In spherical coordinates, the variables \( (x, y, z) \) in rectangular coordinates are transformed to \( (\rho, \theta, \phi) \), where \( \rho \) is the radius, \( \theta \) is the azimuthal angle, and \( \phi \) is the polar angle. The relationships are given as: \( x = \rho \sin\phi \cos\theta \), \( y = \rho \sin\phi \sin\theta \), and \( z = \rho \cos\phi \).

The Jacobian matrix for the transformation is a 3x3 matrix of partial derivatives. We will compute the partial derivatives of \( x, y, z \) with respect to \( \rho, \theta, \phi \).\[J = \begin{bmatrix}\frac{\partial x}{\partial \rho} & \frac{\partial x}{\partial \theta} & \frac{\partial x}{\partial \phi} \\frac{\partial y}{\partial \rho} & \frac{\partial y}{\partial \theta} & \frac{\partial y}{\partial \phi} \\frac{\partial z}{\partial \rho} & \frac{\partial z}{\partial \theta} & \frac{\partial z}{\partial \phi}\end{bmatrix}\]

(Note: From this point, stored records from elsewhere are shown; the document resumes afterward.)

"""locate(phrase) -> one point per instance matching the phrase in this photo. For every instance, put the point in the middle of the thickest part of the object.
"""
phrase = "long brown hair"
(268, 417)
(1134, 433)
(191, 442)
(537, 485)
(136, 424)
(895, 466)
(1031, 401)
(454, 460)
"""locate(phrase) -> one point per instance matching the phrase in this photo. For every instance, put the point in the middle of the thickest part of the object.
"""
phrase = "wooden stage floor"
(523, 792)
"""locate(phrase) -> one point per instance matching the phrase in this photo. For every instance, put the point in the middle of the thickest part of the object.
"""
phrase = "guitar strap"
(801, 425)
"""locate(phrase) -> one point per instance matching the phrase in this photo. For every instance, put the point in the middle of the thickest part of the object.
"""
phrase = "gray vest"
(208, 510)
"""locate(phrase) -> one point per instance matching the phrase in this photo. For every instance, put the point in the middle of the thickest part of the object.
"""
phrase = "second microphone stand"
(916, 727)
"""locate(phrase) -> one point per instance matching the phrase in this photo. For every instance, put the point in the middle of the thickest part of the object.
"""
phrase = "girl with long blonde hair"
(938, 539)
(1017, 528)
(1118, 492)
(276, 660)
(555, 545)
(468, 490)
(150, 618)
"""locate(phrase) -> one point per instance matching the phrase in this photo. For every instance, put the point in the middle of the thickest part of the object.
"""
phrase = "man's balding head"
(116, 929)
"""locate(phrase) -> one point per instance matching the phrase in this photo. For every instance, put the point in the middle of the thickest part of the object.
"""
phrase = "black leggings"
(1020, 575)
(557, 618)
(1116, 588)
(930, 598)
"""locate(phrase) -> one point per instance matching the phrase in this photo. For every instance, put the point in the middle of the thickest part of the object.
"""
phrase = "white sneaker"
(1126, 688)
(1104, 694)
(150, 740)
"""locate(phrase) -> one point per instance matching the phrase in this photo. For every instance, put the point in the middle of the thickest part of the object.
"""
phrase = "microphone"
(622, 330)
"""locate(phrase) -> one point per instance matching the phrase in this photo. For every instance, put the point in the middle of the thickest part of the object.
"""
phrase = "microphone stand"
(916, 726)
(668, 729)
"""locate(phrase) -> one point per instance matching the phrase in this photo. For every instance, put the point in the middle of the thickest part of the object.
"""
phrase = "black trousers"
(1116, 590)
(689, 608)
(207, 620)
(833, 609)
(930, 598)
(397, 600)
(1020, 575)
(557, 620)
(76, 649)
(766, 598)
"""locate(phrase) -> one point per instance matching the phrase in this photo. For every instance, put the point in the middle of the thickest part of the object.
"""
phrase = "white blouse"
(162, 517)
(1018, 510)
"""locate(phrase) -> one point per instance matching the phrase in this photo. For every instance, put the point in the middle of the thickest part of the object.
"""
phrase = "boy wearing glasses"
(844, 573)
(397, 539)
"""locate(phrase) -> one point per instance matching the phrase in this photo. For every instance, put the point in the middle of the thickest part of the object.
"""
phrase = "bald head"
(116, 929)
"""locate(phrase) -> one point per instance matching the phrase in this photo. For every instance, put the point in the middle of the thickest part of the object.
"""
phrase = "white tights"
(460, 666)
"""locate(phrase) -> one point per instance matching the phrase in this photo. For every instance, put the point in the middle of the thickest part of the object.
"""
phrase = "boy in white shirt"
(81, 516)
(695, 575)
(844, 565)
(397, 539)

Calculate the partial derivatives for each component:\( \frac{\partial x}{\partial \rho} = \sin\phi \cos\theta \),\( \frac{\partial x}{\partial \theta} = -\rho \sin\phi \sin\theta \),\( \frac{\partial x}{\partial \phi} = \rho \cos\phi \cos\theta \).\( \frac{\partial y}{\partial \rho} = \sin\phi \sin\theta \),\( \frac{\partial y}{\partial \theta} = \rho \sin\phi \cos\theta \),\( \frac{\partial y}{\partial \phi} = \rho \cos\phi \sin\theta \).\( \frac{\partial z}{\partial \rho} = \cos\phi \),\( \frac{\partial z}{\partial \theta} = 0 \),\( \frac{\partial z}{\partial \phi} = -\rho \sin\phi \).

Substitute the computed partial derivatives into the Jacobian matrix:\[J = \begin{bmatrix}\sin\phi \cos\theta & -\rho \sin\phi \sin\theta & \rho \cos\phi \cos\theta \\sin\phi \sin\theta & \rho \sin\phi \cos\theta & \rho \cos\phi \sin\theta \\cos\phi & 0 & -\rho \sin\phi\end{bmatrix}\]

The Jacobian determinant needed for the transformation is calculated as:\[\det(J) = \rho^2 \sin\phi\]This determinant represents the factor by which volume changes when transforming from rectangular to spherical coordinates.